Savdeep Sohi: “Right now, it’s like a buildup of mixed emotions. There are times where I get goosebumps thinking about how strong everyone is at the protest sites. But at the same time, I just feel so heartbroken, thinking of people who are old enough to be my grandparents, who are facing so much injustice.” 

Mandeep Kaur: “I would say that this is not something new [...] as a Sikh. It’s still very disturbing. There are a lot of emotions that I’m feeling because this kind of [dicrimination] has happened before, and is happening again. I feel like people are now realizing that it’s not really a democracy, but rather [...] an oppressive government to minorities under the Indian state.”

“[With the government controlling the media], they are able to change the narrative. I feel like the moment you don’t have the media, it’s easy to misguide reality, and that’s what’s been happening.” For Kaur, the police are being depicted as the victim and the protesters as the aggressors.

Have you been in contact with family back home who might be involved in the protests? How have they been coping with the events?

I think of the generations or farming families that currently feel helpless and cornered by the law, just as my family once did decades ago.

Savdeep Sohi: “[My uncle] is a farmer, but he has not been speaking much to us because they’ve been having problems with the internet shutdowns and [phone lines] not working, and that is because of the government.” 

“After all the hard work [he has poured into farming], he does not get paid enough.” Sohi compares the situation to that of an employer who controls their employees’ wage. “They’re already in dept, so what are they going to do?”

Mandeep Kaur: “[My family in India] went to a few protests, but they are not in Delhi, so it is not the same thing. When the protests were in Punjab, they did participate [...] Obviously, they are against the laws and are frustrated.”

What are your thoughts about journalists whose voices are being shunned? Do you agree that this is a violation of freedom of expression for the Indian free press?

Savdeep Sohi: “The government doesn’t want people to see the reality of what’s happening over there because these journalists are fighting for what’s right, and are trying to share what’s been going on with the world.” 

“The journalists there help us to better understand what’s really going on, and they are being detained, taken away, assaulted, and abducted. I’ve already named four human rights that have been violated.”

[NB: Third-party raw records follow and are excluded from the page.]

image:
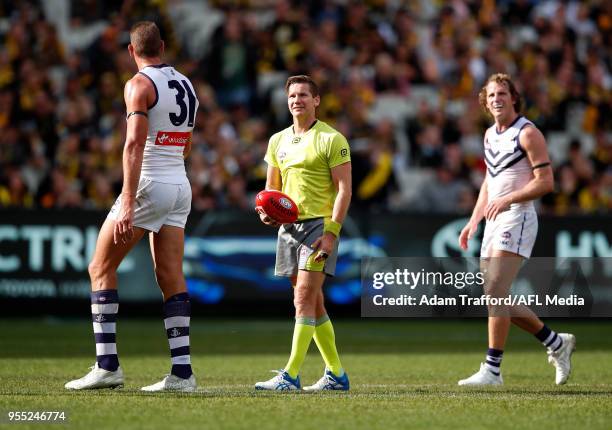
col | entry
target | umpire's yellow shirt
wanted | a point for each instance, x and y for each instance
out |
(305, 164)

Mandeep Kaur: “Unfortunately, I’m not surprised at all. It’s in history. As a Punjabi and as a Sikh, it’s not new. It’s always been the same tactics: Silencing anyone who tries to raise their voice and labeling them as terrorists [...] and then you have the kidnappings, especially when it comes to women, like Nodeep Kaur. It’s quite normal for the state to suppress women who are trying to speak up. Now especially, I feel like citizens are trapped because they don’t have support from the media either.” 

The truth is that religious differences of opinions have always created divides for minorities in the country, dating back to post-colonial times. The Indian government has a lot of work to do if it wants to truly showcase its supposedly accepting culture. So much for being “the biggest democracy in the world.”

This crisis has some personal significance for me. My paternal grandparents were refugees from Amritsar, a city populated by a large Sikh community. Religious differences were the key factor that forced them to flee to Pakistan right as both nations were separating in 1947. They left the Hindu religion and had converted to Christianity, which was not accepted by the overall religious community whatsoever. 

Although the situation of my family differs from that of farmers today, I can’t help but think of the ongoing violence in the very state that they once lived in. I think of the generations or farming families that currently feel helpless and cornered by the law, just as my family once did decades ago. 

If the Indian government hopes to reunite its citizens in the name of solidarity, it is high time that they begin listening to the peoples’ demands. Addressing the inequalities in between different communities at the parliamentary level could give voice to the voiceless. Only then can it truly take credit for being the world’s largest democratic body.